Der Tag verging, und Pil flocht fleißig, während sie eifrig mit sich selbst flüsterte und mit raschen Bewegungen das Haar aus den Augen schüttelte; als sie sich wieder einmal nach Gast umsah, fand sie ihn düster und verschlossen, einen ganz anderen Gast als vorhin; er hatte Sorgen, denn als er den Bogen zum erstenmal stark spannte, war die Saite mit einem Knall gesprungen, hatte den plötzlichen Stoß nicht vertragen können. Nein, Bast taugte nicht, ohne daß man die Saite so dick machte, daß sie ihren Klang und ihre Geschmeidigkeit verlor, der Bogen aber mußte singen, sonst hatte er keine Seele. Daß eine Saite eigentlich aus Tierdarm verfertigt werden mußte, wußte Gast wohl, denn was in Darm eindringen sollte, mußte aus Darm gemacht werden; hier aber führten seine Pläne ihn im Kreise herum, denn wie konnte er ein Tier schießen und zu Darm gelangen, wenn er nichts besaß, womit er schießen konnte?

Vorläufig machte er darum eine Saite aus Haar, und Pil mußte herhalten, weil ihr Haar länger und feiner war als das seine; den Kopf auf einen Stein gelegt, fand sie sich fromm darein, daß er mit einem anderen kleineren Stein eine Haarsträhne durchsägte, und half ihm sogar die Saite zu flechten.

Sie erwies sich als haltbar und nicht übel im Klang. Daß sie aus Menschenhaar war, gab ihr eine besondere Bedeutung, Menschen, die ihnen begegneten, mochten sich hüten, alle behaarten Wesen mochten sich hüten!

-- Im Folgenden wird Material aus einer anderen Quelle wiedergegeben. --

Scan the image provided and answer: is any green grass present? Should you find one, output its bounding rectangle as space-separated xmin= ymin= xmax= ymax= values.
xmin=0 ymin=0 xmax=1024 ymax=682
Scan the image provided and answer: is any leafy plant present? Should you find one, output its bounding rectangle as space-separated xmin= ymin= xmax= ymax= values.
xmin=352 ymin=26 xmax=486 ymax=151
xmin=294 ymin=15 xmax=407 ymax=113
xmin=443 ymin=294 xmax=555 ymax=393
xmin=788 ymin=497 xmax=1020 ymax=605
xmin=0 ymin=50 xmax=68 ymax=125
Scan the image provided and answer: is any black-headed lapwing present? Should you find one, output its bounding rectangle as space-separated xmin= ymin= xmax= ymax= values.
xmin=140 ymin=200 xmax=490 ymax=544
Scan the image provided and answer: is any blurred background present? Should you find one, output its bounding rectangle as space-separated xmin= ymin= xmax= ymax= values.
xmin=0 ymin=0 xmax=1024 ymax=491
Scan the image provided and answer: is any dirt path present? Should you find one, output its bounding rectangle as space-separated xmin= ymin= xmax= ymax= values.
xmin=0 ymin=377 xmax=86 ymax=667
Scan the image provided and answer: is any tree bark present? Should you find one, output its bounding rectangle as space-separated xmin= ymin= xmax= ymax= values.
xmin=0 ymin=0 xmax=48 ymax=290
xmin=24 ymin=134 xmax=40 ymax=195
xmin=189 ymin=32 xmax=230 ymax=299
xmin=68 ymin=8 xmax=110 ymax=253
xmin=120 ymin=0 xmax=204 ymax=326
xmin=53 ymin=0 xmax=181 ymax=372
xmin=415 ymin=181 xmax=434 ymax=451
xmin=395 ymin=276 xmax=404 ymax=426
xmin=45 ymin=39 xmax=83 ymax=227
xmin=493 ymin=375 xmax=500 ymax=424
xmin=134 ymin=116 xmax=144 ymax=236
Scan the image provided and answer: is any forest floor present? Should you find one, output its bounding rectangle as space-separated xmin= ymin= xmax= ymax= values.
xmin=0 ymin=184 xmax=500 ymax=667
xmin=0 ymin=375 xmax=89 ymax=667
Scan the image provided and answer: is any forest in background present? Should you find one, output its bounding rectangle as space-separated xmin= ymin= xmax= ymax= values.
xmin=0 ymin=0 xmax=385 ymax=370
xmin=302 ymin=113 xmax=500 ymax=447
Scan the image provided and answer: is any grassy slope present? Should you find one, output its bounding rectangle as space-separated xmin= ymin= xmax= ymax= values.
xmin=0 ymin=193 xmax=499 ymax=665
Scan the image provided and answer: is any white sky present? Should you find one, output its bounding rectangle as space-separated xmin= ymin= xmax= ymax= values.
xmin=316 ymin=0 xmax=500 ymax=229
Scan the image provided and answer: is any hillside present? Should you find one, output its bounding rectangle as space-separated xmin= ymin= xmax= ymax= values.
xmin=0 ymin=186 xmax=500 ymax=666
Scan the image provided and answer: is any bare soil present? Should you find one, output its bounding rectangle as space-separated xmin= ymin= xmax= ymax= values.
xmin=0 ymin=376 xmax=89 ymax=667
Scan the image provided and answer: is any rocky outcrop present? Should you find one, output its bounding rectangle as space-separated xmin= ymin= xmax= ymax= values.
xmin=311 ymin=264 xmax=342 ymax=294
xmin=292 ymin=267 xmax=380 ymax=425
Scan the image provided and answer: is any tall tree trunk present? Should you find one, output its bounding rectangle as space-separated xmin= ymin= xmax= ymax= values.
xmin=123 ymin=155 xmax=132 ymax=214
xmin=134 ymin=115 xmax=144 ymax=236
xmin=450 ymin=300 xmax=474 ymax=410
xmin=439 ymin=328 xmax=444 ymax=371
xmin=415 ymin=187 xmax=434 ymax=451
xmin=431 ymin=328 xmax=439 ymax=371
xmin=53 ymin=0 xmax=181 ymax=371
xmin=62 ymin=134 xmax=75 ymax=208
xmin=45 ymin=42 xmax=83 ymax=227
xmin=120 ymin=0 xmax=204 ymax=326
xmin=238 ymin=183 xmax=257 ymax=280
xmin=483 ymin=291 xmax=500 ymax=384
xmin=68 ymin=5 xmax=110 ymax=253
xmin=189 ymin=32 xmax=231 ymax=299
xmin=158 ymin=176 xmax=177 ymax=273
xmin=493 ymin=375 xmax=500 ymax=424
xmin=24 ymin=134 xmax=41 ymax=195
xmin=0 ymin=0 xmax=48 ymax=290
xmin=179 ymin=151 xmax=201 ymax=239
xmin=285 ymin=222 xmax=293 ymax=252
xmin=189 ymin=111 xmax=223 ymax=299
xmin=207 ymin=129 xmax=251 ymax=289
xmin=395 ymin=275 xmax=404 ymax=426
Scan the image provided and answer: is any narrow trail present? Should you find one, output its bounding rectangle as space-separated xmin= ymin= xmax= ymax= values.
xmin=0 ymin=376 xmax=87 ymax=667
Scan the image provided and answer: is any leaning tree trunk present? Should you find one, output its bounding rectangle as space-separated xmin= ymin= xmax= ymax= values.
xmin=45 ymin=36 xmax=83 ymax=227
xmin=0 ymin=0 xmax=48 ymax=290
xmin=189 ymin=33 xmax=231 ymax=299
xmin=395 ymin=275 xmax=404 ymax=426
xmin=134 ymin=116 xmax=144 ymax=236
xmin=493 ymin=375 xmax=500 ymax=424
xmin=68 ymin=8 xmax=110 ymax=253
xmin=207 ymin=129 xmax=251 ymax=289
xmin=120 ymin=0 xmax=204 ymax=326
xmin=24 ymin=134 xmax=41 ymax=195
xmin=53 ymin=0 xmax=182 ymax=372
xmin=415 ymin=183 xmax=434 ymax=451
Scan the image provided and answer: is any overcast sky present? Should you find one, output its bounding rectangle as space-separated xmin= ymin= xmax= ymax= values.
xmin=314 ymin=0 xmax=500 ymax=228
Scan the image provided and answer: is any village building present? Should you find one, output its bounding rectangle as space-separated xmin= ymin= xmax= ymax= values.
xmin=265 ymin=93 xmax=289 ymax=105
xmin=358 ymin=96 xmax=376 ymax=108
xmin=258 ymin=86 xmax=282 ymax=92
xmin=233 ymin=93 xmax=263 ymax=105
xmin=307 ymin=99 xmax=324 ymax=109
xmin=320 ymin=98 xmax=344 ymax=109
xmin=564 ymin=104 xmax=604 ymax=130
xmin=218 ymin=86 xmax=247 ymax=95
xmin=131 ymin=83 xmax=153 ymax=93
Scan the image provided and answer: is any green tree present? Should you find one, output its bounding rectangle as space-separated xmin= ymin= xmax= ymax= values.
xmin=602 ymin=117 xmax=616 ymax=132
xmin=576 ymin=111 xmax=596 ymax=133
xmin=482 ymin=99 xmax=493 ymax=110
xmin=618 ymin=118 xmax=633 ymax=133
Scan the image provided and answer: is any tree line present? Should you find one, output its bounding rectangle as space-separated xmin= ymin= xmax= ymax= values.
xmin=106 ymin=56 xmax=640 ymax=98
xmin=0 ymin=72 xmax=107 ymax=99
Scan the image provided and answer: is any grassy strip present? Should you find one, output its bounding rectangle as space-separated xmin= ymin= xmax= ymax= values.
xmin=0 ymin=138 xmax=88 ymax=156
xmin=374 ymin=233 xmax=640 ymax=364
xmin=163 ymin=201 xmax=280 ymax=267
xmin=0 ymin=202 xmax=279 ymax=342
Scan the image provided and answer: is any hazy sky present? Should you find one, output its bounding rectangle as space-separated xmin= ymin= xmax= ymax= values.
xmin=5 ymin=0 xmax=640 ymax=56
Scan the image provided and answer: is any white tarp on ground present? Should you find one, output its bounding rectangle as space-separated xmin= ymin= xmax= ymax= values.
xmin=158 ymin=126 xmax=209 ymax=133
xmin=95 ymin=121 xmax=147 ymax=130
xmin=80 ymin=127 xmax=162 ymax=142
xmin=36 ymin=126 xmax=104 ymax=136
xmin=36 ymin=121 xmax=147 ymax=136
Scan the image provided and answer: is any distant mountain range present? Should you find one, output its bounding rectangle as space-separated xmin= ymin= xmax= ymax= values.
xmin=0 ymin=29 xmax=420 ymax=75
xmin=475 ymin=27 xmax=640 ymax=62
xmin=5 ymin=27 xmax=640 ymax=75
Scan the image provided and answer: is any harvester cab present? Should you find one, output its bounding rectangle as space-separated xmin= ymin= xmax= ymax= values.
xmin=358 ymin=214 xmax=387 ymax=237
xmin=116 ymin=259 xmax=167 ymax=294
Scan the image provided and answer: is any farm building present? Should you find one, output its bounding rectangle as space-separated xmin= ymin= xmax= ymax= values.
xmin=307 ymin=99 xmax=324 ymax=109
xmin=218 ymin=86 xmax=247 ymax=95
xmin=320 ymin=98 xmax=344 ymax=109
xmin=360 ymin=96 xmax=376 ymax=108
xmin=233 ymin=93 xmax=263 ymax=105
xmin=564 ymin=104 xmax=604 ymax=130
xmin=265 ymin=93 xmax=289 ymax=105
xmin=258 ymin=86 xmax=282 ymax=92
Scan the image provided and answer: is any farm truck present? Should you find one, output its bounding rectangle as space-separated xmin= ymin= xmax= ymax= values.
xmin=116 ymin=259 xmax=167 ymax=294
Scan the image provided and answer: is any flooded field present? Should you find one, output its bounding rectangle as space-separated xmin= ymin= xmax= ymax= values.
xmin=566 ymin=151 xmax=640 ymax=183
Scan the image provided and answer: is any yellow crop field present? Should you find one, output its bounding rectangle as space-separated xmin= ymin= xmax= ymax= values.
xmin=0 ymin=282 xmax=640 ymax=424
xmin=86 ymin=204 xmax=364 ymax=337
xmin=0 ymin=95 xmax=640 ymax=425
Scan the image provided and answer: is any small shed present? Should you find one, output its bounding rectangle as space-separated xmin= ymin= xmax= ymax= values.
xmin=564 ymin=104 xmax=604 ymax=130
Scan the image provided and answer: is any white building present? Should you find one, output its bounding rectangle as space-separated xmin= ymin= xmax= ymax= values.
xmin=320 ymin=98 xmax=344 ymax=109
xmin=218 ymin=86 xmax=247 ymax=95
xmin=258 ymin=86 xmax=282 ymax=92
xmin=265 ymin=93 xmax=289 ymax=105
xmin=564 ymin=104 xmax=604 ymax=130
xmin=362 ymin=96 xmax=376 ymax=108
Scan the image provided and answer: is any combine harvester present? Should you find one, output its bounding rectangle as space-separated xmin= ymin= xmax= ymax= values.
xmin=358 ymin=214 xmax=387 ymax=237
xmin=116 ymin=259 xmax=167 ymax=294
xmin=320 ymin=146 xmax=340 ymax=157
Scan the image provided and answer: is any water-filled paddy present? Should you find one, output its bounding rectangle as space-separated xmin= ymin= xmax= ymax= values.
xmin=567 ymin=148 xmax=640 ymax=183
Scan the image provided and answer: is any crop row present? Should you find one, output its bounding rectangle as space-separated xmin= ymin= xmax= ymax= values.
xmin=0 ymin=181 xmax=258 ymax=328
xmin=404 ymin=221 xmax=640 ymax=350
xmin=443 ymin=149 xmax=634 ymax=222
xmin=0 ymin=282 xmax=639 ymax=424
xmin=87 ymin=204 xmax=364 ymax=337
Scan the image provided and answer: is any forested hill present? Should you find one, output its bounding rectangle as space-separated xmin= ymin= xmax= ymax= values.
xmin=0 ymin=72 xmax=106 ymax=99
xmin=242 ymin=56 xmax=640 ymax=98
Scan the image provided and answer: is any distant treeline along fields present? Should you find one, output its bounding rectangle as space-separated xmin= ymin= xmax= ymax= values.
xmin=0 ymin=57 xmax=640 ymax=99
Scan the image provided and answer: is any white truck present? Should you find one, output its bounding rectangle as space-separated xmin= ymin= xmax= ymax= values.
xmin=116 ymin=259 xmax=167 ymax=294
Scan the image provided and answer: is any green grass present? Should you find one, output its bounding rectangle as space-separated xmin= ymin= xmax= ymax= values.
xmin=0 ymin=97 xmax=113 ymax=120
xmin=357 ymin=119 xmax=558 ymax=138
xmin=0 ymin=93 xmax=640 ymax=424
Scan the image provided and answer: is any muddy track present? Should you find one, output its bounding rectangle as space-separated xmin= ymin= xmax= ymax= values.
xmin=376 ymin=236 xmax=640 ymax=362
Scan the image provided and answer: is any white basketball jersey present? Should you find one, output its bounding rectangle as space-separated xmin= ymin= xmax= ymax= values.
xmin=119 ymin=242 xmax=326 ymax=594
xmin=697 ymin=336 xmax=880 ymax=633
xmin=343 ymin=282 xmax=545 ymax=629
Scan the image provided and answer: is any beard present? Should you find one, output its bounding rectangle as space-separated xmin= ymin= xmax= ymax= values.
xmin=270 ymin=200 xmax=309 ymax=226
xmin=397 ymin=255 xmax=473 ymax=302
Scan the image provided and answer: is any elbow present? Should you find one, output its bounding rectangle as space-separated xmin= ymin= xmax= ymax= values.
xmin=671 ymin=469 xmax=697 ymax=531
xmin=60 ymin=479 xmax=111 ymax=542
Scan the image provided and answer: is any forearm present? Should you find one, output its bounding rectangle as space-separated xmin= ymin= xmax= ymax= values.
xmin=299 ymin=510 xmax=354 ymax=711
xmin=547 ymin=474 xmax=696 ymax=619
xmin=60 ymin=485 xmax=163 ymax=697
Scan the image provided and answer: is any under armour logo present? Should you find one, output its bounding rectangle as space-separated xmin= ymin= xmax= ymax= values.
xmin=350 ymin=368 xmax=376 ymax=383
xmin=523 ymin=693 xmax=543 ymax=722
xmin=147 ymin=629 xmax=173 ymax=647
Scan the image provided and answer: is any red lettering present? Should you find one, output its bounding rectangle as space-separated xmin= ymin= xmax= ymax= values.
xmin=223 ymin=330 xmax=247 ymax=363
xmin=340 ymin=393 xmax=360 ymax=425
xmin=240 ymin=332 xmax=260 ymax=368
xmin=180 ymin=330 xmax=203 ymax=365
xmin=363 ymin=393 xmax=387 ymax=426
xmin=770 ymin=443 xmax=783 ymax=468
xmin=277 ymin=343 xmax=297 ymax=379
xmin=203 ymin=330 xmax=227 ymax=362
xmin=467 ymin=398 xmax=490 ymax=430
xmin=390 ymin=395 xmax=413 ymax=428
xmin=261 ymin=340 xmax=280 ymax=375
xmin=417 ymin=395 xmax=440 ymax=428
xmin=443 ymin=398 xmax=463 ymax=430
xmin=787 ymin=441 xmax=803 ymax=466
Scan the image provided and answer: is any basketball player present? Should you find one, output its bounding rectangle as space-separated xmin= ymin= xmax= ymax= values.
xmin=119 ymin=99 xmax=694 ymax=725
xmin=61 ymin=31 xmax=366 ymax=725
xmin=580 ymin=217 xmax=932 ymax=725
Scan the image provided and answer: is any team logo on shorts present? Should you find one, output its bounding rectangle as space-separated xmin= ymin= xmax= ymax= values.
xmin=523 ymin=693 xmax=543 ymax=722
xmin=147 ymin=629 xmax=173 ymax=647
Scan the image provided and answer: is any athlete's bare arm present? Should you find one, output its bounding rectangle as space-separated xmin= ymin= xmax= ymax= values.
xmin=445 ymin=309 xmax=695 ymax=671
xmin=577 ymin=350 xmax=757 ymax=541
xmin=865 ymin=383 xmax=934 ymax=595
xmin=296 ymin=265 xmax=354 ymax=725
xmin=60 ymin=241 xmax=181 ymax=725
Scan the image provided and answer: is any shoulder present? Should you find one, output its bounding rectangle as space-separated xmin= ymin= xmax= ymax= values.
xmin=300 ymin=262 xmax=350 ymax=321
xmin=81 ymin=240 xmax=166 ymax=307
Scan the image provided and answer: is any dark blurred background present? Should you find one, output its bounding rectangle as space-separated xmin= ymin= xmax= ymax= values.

Als der Bogen fertig war, spielte Gast Pil ein Stück darauf vor. Es klang einförmig, aber herrlich; er griff lange in die Saite, während Pil ihr Ohr daran legte und sich an der Musik erfreute. Das war Gasts erste Harfe. Später sollte er ein Sänger werden.

Vorerst aber dachte er nur daran, ein Jäger zu werden. Den ersten Pfeil schoß er geradewegs in den Himmel hinein; er stieg mit seinem Flintstachel höher als die höchsten Bäume, und nachdem er sich oben im Blau eine Weile umgesehen hatte, machte er kehrt und kam mit dem Stachel voran wieder zur Erde herab, und als Gast ihn nach längerem Suchen im Grase fand, stand er fingertief in der weichen Erde, den Schaft kerzengerade in die Höhe gerichtet.

Selbigen Tages kündigte er den Vögeln den Frieden. Mit der Zeit wurde er ein tüchtiger Schütze. Anfangs war der Bogen nur kurz, doch wuchs er mit Gast, und die Pfeile, zuerst aus Rohr verfertigt, wurden später aus Holz geschnitzt, lang und zäh. Gast hatte sich hier an eine Arbeit gemacht, mit der er nie fertig wurde; jeder neue Bogen, den er verfertigte, brachte eine Verbesserung. Gast wuchs, und der Bogen wuchs, wurde lang und geschmeidig, war bald kein Spielzeug mehr mit einem unschuldigen Klang, sondern eine gierige Stimme, die sich im Walde hören ließ.